Patient Populations

Rural Cancer Mortality Rising: ACS Study Shows Widening Disparities

ACS study finds rural cancer mortality now exceeds urban rates, driven by access, screening, and poverty gaps across lung, colorectal, breast, and prostate cancers.

April 16, 2026

A recent study conducted by the American Cancer Society (ACS) highlights how geographic location in the United States increasingly influences a person’s likelihood of developing and surviving cancer. Published in the Journal of the National Cancer Institute (JNCI), the study reveals a significant long-term shift in cancer burden, moving from urban areas to rural regions. Researchers found that the mortality gap between urban and rural areas has continued to widen over the past several decades.

The study attributes higher cancer mortality rates in rural areas to several factors, including limited access to healthcare, lower cancer screening rates, higher poverty levels, and greater prevalence of smoking and other behaviors that contribute to cancer risk. By analyzing trends in cancer mortality across rural and urban areas, researchers hope to provide insights into the disparities and guide public policy aimed at reducing them.

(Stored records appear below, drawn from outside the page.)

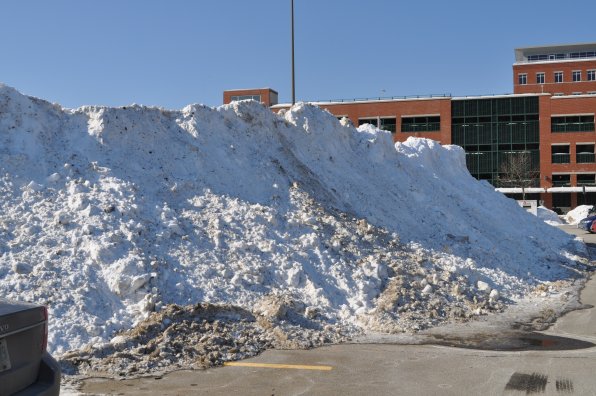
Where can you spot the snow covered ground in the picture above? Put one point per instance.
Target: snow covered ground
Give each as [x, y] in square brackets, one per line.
[549, 216]
[575, 215]
[110, 214]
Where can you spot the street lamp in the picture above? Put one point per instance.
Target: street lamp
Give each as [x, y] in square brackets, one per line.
[293, 83]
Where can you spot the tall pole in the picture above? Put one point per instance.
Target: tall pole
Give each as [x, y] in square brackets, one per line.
[293, 83]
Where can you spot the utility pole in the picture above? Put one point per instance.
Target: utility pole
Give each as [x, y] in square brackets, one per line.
[293, 82]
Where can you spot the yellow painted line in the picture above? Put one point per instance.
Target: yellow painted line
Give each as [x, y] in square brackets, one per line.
[281, 366]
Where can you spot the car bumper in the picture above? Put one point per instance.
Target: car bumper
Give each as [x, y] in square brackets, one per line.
[48, 380]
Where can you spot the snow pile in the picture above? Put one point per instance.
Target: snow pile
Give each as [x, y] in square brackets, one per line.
[110, 214]
[548, 216]
[575, 215]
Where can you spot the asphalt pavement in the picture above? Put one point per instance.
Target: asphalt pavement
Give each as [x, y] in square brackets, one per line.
[550, 368]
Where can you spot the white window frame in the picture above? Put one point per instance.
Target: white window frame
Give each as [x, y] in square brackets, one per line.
[525, 78]
[576, 73]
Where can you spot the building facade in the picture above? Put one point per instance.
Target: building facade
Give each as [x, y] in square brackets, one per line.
[538, 142]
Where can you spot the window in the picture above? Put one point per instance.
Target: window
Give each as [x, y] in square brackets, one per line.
[584, 153]
[577, 75]
[246, 97]
[561, 181]
[522, 78]
[371, 121]
[560, 154]
[388, 124]
[588, 179]
[572, 123]
[421, 124]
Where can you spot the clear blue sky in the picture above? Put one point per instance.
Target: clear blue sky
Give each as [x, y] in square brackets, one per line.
[172, 53]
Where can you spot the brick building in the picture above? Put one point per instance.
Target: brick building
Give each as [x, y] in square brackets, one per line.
[547, 124]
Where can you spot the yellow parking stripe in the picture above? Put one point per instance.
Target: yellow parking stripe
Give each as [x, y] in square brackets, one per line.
[282, 366]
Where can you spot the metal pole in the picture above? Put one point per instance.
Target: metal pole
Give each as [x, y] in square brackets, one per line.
[293, 82]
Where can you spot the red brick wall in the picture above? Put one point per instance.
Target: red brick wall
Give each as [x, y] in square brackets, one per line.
[549, 68]
[559, 106]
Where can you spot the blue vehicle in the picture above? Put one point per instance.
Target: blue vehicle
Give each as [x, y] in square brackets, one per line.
[589, 223]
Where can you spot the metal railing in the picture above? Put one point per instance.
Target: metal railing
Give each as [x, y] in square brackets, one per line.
[561, 183]
[381, 98]
[573, 127]
[424, 127]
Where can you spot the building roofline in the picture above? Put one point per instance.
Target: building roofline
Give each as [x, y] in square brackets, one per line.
[553, 61]
[409, 99]
[252, 89]
[556, 46]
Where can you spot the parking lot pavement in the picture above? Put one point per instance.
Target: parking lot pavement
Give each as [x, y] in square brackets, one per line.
[385, 369]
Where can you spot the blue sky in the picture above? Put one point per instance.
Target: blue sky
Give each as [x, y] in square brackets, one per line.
[172, 53]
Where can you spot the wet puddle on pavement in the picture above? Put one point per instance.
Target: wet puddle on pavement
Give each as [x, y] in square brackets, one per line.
[512, 342]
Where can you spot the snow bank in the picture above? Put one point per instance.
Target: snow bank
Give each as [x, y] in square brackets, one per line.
[575, 215]
[108, 214]
[548, 216]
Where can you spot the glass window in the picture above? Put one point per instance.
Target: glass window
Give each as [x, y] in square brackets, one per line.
[388, 124]
[371, 121]
[421, 124]
[561, 181]
[522, 78]
[586, 179]
[577, 76]
[572, 123]
[246, 97]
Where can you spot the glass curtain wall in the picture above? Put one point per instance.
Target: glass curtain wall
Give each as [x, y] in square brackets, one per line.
[492, 131]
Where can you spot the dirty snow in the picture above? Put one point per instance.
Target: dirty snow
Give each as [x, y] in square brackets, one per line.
[110, 215]
[549, 216]
[575, 215]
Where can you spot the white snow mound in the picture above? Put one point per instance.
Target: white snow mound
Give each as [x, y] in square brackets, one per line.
[575, 215]
[549, 216]
[109, 213]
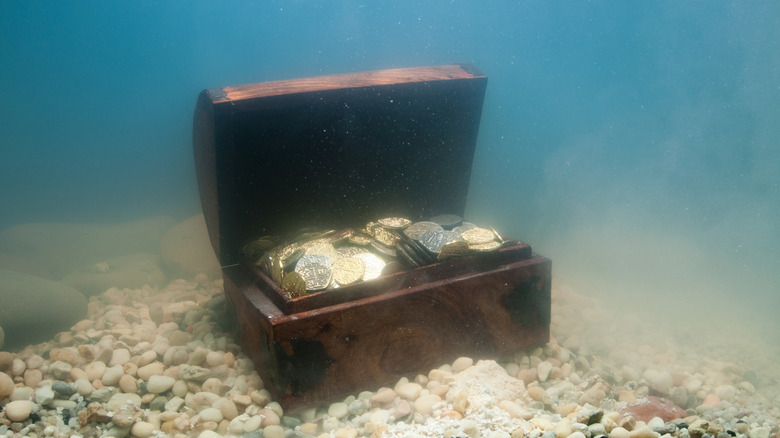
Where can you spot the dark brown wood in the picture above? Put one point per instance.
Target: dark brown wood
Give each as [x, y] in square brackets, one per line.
[335, 152]
[322, 355]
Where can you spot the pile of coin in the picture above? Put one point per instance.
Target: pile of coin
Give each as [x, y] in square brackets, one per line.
[314, 261]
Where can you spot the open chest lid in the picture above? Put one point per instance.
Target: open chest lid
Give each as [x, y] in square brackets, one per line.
[334, 151]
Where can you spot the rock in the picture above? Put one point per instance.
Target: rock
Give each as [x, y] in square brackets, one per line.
[44, 395]
[461, 364]
[6, 385]
[18, 410]
[33, 309]
[142, 429]
[63, 248]
[63, 388]
[127, 271]
[186, 250]
[160, 384]
[654, 407]
[338, 410]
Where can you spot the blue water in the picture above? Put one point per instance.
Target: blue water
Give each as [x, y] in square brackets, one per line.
[634, 142]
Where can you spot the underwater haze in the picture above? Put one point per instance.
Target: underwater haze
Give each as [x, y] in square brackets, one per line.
[635, 143]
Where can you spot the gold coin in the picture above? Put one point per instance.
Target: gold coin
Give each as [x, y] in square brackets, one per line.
[394, 223]
[416, 229]
[360, 238]
[450, 250]
[485, 247]
[348, 270]
[294, 284]
[383, 236]
[478, 235]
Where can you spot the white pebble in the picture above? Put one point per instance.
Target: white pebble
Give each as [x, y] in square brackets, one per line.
[211, 414]
[273, 431]
[462, 363]
[409, 391]
[112, 375]
[18, 410]
[159, 384]
[338, 410]
[142, 429]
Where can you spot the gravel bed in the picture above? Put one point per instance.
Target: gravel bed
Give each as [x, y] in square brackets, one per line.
[154, 363]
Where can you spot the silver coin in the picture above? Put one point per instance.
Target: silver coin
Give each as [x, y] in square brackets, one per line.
[416, 229]
[447, 221]
[434, 240]
[315, 270]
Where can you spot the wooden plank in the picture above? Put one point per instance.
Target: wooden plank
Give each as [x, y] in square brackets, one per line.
[342, 81]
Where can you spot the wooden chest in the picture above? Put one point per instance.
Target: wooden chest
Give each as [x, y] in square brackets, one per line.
[339, 151]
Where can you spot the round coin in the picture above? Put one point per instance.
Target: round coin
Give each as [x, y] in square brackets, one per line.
[485, 247]
[433, 241]
[416, 229]
[294, 284]
[447, 221]
[450, 250]
[478, 235]
[348, 270]
[394, 223]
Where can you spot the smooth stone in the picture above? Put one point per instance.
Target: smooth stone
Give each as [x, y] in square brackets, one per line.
[112, 375]
[462, 363]
[121, 399]
[619, 432]
[211, 414]
[338, 410]
[152, 369]
[131, 271]
[44, 395]
[383, 396]
[18, 410]
[424, 404]
[160, 384]
[186, 249]
[142, 429]
[63, 388]
[643, 432]
[273, 431]
[543, 370]
[6, 385]
[34, 309]
[409, 391]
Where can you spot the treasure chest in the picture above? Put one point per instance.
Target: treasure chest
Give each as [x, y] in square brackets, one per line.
[359, 160]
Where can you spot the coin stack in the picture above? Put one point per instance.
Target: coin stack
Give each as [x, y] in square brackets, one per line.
[314, 261]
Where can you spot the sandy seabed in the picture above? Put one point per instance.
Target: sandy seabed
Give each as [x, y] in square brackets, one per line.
[154, 363]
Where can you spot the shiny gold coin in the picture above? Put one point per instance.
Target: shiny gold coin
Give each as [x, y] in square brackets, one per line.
[478, 235]
[294, 284]
[498, 236]
[360, 238]
[416, 229]
[324, 248]
[485, 247]
[394, 223]
[348, 270]
[454, 249]
[383, 235]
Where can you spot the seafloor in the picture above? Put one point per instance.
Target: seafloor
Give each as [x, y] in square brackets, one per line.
[150, 362]
[154, 360]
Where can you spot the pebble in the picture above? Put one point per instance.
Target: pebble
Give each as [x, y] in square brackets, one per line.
[409, 391]
[159, 384]
[462, 363]
[18, 410]
[273, 431]
[338, 410]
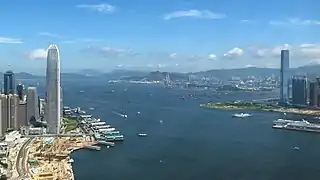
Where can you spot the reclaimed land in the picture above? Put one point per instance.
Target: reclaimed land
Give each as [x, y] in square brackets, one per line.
[263, 107]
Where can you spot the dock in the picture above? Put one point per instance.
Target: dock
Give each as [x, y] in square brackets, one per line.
[112, 144]
[97, 148]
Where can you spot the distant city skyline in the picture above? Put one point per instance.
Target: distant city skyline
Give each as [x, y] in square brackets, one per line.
[176, 35]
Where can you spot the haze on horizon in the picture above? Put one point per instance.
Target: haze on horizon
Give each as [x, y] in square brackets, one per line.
[176, 35]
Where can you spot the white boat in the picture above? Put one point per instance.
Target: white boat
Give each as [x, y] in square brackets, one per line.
[296, 148]
[241, 115]
[142, 134]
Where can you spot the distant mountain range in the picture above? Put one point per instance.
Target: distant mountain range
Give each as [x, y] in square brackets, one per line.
[310, 70]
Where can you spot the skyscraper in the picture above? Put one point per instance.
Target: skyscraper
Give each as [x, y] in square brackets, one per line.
[52, 108]
[9, 83]
[299, 90]
[32, 103]
[284, 77]
[9, 112]
[314, 93]
[20, 89]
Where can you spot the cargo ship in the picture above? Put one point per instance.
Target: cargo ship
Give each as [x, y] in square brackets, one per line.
[302, 125]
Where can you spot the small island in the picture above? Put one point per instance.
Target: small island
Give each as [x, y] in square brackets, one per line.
[262, 107]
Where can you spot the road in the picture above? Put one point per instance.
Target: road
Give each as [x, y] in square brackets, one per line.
[21, 159]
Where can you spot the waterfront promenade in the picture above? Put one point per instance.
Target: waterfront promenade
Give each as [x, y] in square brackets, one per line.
[270, 108]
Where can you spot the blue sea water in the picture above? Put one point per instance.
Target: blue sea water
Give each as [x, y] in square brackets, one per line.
[191, 143]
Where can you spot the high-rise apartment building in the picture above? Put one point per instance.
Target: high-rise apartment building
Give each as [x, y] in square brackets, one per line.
[22, 114]
[9, 83]
[32, 103]
[299, 90]
[52, 107]
[314, 93]
[20, 91]
[9, 111]
[61, 102]
[284, 77]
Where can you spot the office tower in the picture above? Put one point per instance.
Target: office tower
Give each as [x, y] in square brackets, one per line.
[9, 110]
[32, 104]
[9, 83]
[314, 93]
[299, 90]
[52, 107]
[2, 123]
[20, 89]
[22, 114]
[284, 77]
[61, 102]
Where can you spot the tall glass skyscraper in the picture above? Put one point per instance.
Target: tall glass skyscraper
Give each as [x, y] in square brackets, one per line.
[52, 108]
[299, 90]
[32, 103]
[20, 89]
[9, 82]
[284, 77]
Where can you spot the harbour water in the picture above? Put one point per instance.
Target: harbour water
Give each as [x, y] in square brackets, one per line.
[187, 142]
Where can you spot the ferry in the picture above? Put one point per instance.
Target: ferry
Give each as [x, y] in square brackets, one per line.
[241, 115]
[282, 121]
[142, 134]
[302, 125]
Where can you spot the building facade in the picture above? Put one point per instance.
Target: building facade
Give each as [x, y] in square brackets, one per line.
[284, 77]
[9, 111]
[20, 91]
[22, 114]
[9, 80]
[314, 93]
[32, 103]
[52, 107]
[299, 90]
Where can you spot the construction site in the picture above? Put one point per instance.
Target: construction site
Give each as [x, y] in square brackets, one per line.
[48, 158]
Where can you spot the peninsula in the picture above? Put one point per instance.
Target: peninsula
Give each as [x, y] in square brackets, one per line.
[263, 107]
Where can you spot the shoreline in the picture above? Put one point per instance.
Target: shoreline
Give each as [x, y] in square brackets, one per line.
[54, 161]
[259, 108]
[69, 164]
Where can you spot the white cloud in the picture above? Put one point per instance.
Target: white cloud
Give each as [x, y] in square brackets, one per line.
[246, 21]
[276, 51]
[250, 65]
[212, 57]
[295, 21]
[7, 40]
[116, 52]
[173, 55]
[234, 53]
[203, 14]
[311, 51]
[49, 34]
[103, 8]
[89, 40]
[68, 42]
[37, 54]
[268, 52]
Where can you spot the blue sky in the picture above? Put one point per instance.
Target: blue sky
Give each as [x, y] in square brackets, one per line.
[171, 35]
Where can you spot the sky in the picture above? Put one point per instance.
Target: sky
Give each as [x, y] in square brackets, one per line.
[168, 35]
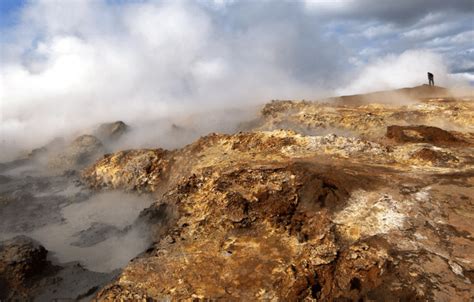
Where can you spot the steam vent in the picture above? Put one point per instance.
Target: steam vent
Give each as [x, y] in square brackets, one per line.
[346, 199]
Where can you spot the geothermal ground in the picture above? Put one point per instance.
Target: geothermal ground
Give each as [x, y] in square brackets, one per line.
[359, 198]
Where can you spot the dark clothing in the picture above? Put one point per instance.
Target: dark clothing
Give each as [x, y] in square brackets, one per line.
[430, 79]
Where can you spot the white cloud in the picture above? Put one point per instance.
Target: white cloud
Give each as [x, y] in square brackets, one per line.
[397, 71]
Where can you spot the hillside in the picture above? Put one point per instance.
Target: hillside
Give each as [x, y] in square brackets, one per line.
[365, 197]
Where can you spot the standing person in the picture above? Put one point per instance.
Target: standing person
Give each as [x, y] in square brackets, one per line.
[430, 79]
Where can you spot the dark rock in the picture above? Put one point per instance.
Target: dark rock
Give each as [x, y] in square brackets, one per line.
[96, 233]
[109, 132]
[21, 259]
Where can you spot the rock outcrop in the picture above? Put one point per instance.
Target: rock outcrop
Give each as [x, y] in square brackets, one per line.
[285, 216]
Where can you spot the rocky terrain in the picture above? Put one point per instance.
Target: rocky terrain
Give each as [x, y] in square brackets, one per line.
[360, 198]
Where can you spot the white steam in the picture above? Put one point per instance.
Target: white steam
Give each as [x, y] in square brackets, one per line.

Dr Farhad Islami, senior scientific director of cancer disparity research at the ACS and lead author of the study, emphasized that differences in cancer risk factors and unequal access to early detection and treatment are significant contributors to the growing cancer burden in rural areas. These disparities reflect broader inequalities in social determinants of health, which encompass environmental conditions where people are born, live, work, and age, and which profoundly affect health outcomes.

Key Study Findings:

Researchers analyzed data from 27,710,318 cancer deaths across a 55-year period (1969-2023), using records from the National Center for Health Statistics. The study examined overall cancer mortality rates and trends for the leading causes of cancer deaths in men and women: lung, colorectal, female breast, and prostate cancers.

  1. Historical Trends:
    • From 1969-1971, large metropolitan areas had the highest overall cancer mortality rates, followed by smaller metropolitan and non-metropolitan areas. Non-metropolitan areas with the smallest urban population (under 5000) had the lowest rates
    • By 2021-2023, the pattern reversed. Non-metropolitan areas with the smallest urban populations had the highest cancer mortality rates, whereas large metropolitan areas had the lowest. This reversal occurred in the 1990s for men and in the early 2000s for women, with the rural-urban mortality gap widening thereafter
  2. Specific Cancer Trends:
    • For lung cancer, the rural-urban gap grew notably. Among men, lung cancer mortality in non-metropolitan areas (urban population under 5000) was 26% lower than in large metropolitan areas from 1969-1971 but became 55% higher from 2021-2023
    • Colorectal and breast cancer mortality showed similar trends, though the timing of the crossover varied
    • Prostate cancer mortality rates were comparable across urbanicity categories from 1969-1971 but became higher in less urbanized areas by 2021-2023

Rural Cancer Survivors:

A separate ACS study led by Dr Hyunjung Lee and published in the journal MED examined disparities among cancer survivors living in rural and deprived areas. Results showed that cancer survivors living in rural areas generally had poorer health outcomes and were less likely to seek primary or specialized healthcare compared with those in urban or affluent areas. These findings underscore the importance of addressing healthcare access barriers in underserved communities.

Dr Lee emphasized the need for team-based survivorship care that includes oncologists, primary care clinicians, nurse practitioners, and mental health professionals. Proposed solutions include expanding telehealth services, establishing satellite clinics, workforce training programs, and empowering non-oncologists to provide care. Tailored approaches are necessary to accommodate the unique needs and resources of different communities.

Call to Action:

Lisa A. Lacasse, president of the ACS Cancer Action Network, highlighted the urgency of addressing these disparities. She urged lawmakers to support policies that improve access to affordable, comprehensive healthcare and to ensure health plans maintain robust networks. Such measures would enable patients to access essential healthcare professionals and treatments, ultimately reducing the overall cancer burden.

The findings of the ACS studies emphasize the importance of ensuring equitable healthcare access across all geographic regions. They also point to the need for systemic changes in healthcare delivery, public health initiatives, and policies that promote fair opportunities for cancer prevention, detection, treatment, and survival for all individuals, regardless of where they live.